UI Chicago computer-science prof from Urbana wins $500,000 award

UI Chicago computer-science prof from Urbana wins $500,000 award

Urbana High School graduate Brian Ziebart, now an assistant professor of computer science at the University of Illinois Chicago, has received a $500,000 National Science Foundation CAREER award, the agency's top award for young researchers.

The award will go toward his research to develop better computer algorithms that could make autonomous vehicles safer and improve other applications in health care, financial market stability and safety, according to a UI release.

Ziebart works on "structured prediction tasks" — those that require the joint prediction of many related variables. For example, an autonomous vehicle's lane-change decision may depend on its estimates for position and velocity of nearby vehicles, road conditions and other potential obstacles.

Such a vehicle, Ziebart said, is trying to generalize from limited previous experience for machine learning, similar to the way Amazon's "Alexa" seeks to quickly learn its users' intentions and preferences.

"One way to do it is to make worst-case assumptions about what you don't know," he said.

His team uses optimization theory, in which the computer compares solutions until a satisfactory outcome is found. They also use game theory to construct "prediction paths" to make it efficient for real-time applications, he said.

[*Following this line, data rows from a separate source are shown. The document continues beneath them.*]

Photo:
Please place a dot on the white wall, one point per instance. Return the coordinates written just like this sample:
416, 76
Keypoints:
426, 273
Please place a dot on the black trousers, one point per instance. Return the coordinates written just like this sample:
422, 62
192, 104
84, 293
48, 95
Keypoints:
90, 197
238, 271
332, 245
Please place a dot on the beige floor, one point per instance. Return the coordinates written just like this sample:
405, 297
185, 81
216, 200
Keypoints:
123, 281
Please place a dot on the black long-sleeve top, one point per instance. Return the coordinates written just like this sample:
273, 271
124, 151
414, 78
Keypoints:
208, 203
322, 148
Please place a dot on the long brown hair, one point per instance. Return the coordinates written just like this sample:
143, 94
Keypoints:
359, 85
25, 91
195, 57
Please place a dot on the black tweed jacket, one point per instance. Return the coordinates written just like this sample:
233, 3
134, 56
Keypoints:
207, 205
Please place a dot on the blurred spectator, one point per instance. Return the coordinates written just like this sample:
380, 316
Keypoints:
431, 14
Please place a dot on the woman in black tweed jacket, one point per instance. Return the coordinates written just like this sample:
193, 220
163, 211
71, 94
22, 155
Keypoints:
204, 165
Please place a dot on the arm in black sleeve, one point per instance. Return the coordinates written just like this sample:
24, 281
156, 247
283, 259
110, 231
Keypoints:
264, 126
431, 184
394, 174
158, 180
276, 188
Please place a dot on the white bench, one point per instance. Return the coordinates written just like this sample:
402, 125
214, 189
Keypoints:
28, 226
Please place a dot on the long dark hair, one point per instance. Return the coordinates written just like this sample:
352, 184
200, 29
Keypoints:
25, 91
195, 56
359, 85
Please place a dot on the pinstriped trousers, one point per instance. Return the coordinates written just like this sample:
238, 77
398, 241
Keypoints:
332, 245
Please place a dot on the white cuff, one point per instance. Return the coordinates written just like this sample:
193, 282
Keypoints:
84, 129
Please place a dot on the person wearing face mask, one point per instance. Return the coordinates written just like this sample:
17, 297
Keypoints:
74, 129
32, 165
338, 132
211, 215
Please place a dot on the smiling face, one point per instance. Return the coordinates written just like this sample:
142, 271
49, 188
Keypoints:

After graduating from Urbana High in 2004, Ziebart received his undergraduate degree in computer engineering with highest honors from the UI's Urbana campus. He then earned a master's degree in machine learning and a doctorate in knowledge discovery and data mining from Carnegie Mellon University. After postdoctoral research at Carnegie Mellon's Human-Computer Interaction Institute and Robotics Institute he joined the UI Chicago computer science faculty in 2012.